## Working with Transformers in the HuggingFace Ecosystem

In this laboratory exercise we will learn how to work with the HuggingFace ecosystem to adapt models to new tasks. As you will see, much of what is required is *investigation* into the inner-workings of the HuggingFace abstractions. With a little work, a little trial-and-error, it is fairly easy to get a working adaptation pipeline up and running.

### Exercise 1: Sentiment Analysis (warm up)

In this first exercise we will start from a pre-trained BERT transformer and build up a model able to perform text sentiment analysis. Transformers are complex beasts, so we will build up our pipeline in several explorative and incremental steps.

#### Exercise 1.1: Dataset Splits and Pre-trained model
There are a many sentiment analysis datasets, but we will use one of the smallest ones available: the [Cornell Rotten Tomatoes movie review dataset](cornell-movie-review-data/rotten_tomatoes), which consists of 5,331 positive and 5,331 negative processed sentences from the Rotten Tomatoes movie reviews.

**Your first task**: Load the dataset and figure out what splits are available and how to get them.
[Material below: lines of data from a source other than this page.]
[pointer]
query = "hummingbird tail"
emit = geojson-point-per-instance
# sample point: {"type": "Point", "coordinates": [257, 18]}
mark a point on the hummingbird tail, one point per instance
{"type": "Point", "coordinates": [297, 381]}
Spend some time exploring the dataset to see how it is organized. Note that we will be using the [HuggingFace Datasets](https://huggingface.co/docs/datasets/en/index) library for downloading, accessing, splitting, and batching data for training and evaluation.

## **Import**

In [None]:
# Import standard libraries
import numpy as np
from sklearn.svm import SVC
from sklearn.metrics import accuracy_score

#import models
from transformers import AutoTokenizer, AutoModel
from transformers import pipeline

# Import PyTorch
import torch

#import Datasets
from datasets import load_dataset


### ***Further settings***

In [2]:
# Set device (GPU if available)
device = torch.device("cuda" if torch.cuda.is_available() else "cpu")

# fix random seed for reproducibility
torch.manual_seed(808)

<torch._C.Generator at 0x2121ce5f5f0>

### **Load the dataset and split checking**

In [3]:

# Load the dataset from HuggingFace
dataset = load_dataset("rotten_tomatoes")
dataset_id = "cornell-movie-review-data/rotten_tomatoes"
ds_train = load_dataset(dataset_id, split="train")
ds_test = load_dataset(dataset_id, split="test")
ds_validation = load_dataset(dataset_id, split="validation")

# available splits
print("Available splits:", dataset.keys())
print(f"Labels in the dataset: {np.unique(ds_train['label'])}")


for split_name, split_data in dataset.items():
    print(f"{split_name}: {len(split_data)} examples")

    # some rows from the training set
print("\nExamples from the training set:")
print(dataset["train"][0])   # first example
print(dataset["train"][4])   # second example



Available splits: dict_keys(['train', 'validation', 'test'])
Labels in the dataset: [0 1]
train: 8530 examples
validation: 1066 examples
test: 1066 examples

Examples from the training set:
{'text': 'the rock is destined to be the 21st century\'s new " conan " and that he\'s going to make a splash even greater than arnold schwarzenegger , jean-claud van damme or steven segal .', 'label': 1}
{'text': "emerges as something rare , an issue movie that's so honest and keenly observed that it doesn't feel like one .", 'label': 1}


#### Exercise 1.2: A Pre-trained BERT and Tokenizer

The model we will use is a *very* small BERT transformer called [Distilbert](https://huggingface.co/distilbert/distilbert-base-uncased) this model was trained (using self-supervised learning) on the same corpus as BERT but using the full BERT base model as a *teacher*.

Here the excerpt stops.